第5章 体育祭が!!来る!!…一歩手間
あれから程なくして相澤先生が僕の病室にやってきた。
あれ?僕君に部屋の場所云ってなかったんだけど。
「どうだ?具合は」
これお土産、と枕元にゼリー飲料が置かれた。
いや何。
僕別に好きじゃない…いや、好きですありがとうございます。
「ぼちぼちってとこかなぁ。健康体だけど、月に一度の定期検診と被ってね」
「その検診ってのは?お前の吐血と関係あるんだよな?」
やっぱりそこ気になるかぁ。担任な以上聞かない訳にはいかないっぽいから仕方ないんだけど。

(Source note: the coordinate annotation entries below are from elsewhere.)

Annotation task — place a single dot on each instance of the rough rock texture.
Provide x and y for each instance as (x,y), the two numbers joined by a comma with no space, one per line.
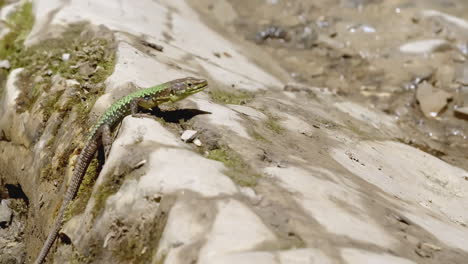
(313,148)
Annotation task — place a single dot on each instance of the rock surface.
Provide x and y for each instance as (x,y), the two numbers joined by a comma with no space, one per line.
(310,147)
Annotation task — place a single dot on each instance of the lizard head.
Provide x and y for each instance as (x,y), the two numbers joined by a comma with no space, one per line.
(174,91)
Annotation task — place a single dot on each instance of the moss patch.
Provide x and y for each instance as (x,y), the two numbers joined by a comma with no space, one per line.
(273,124)
(257,136)
(238,97)
(239,171)
(20,24)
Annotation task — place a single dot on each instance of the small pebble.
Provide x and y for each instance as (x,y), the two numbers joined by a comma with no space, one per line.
(5,64)
(188,135)
(431,100)
(197,142)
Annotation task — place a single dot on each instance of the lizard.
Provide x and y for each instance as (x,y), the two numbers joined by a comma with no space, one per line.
(100,135)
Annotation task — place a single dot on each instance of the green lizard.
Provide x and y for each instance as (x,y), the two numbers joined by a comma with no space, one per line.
(100,135)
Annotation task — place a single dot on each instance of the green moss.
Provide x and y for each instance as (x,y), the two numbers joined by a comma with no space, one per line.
(257,136)
(238,97)
(20,24)
(239,171)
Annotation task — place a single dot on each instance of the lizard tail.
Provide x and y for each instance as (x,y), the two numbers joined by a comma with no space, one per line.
(84,159)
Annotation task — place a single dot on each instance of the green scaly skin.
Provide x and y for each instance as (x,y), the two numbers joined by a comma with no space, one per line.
(100,135)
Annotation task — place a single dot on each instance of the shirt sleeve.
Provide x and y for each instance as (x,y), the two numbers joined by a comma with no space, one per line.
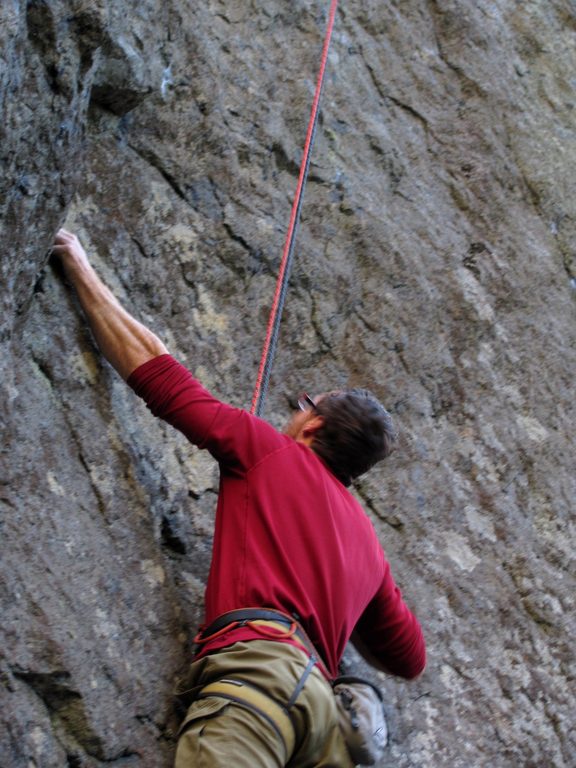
(233,436)
(391,632)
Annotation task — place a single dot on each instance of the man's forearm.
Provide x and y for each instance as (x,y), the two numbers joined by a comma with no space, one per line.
(123,341)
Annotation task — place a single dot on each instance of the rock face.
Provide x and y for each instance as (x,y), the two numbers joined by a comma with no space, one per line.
(434,266)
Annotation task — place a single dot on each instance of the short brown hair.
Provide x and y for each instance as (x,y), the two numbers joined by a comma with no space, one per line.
(357,432)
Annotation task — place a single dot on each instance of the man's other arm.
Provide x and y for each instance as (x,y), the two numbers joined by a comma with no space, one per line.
(123,341)
(389,636)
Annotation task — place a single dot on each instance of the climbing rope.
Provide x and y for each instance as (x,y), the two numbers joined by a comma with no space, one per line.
(269,348)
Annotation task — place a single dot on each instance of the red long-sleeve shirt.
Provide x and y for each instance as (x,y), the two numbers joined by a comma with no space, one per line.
(288,535)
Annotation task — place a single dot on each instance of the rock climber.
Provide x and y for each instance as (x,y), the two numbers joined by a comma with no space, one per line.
(297,569)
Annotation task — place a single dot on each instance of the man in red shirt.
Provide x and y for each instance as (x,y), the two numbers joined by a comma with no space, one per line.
(297,569)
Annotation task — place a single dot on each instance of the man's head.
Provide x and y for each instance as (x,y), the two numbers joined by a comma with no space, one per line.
(350,430)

「先生は、自分の身体能力を上げる為に身体を弄った事ある?」
「無いな。リスクを背負うより鍛錬した方が合理的だ」
「確かに。僕の身体は、リスクを背負ってるんだ」
「は」
驚いた顔をこちらに向ける先生。分かるよ。そうなるよね。薄々勘付いてはいたけど、信じたくなかったという表情かな?
「ふは。僕の之はきっと自分への戒めだろうね」
「どういう事だ」
雰囲気が険しくなった。先生とプロヒーローの顔が顕著に出ているねぇ。きっと貴方はヒーローの鏡だよ。よく知らないけど。
「前世、と云う物を信じるかい?」
「無いだろそんなもの」
「だよねぇ。普通はそうだ」
「…あるのか?」
当然の反応。今まで信じてこなかったものがあると言われた時疑うに決まっている。
…否、違うね。これは僕を試しているのか。
治くんにでも言われたかな?
「さぁ?でも僕はその記憶が鮮明に残っている」
「…彼奴と同じこと言いやがる」
「治くんか。確かに彼なら、」
「彼奴は、お前に会いたくない理由を一つだけ教えてくれた」
…その理由は、多分、きっと、
「もう誠人に手を汚して欲しくない、それが彼奴の願いだそうだ。東条は、その、人を殺めた事が」
「あるよ」
「…それは何時の事だ」
手が震えている。それは、怒りか、哀しみか。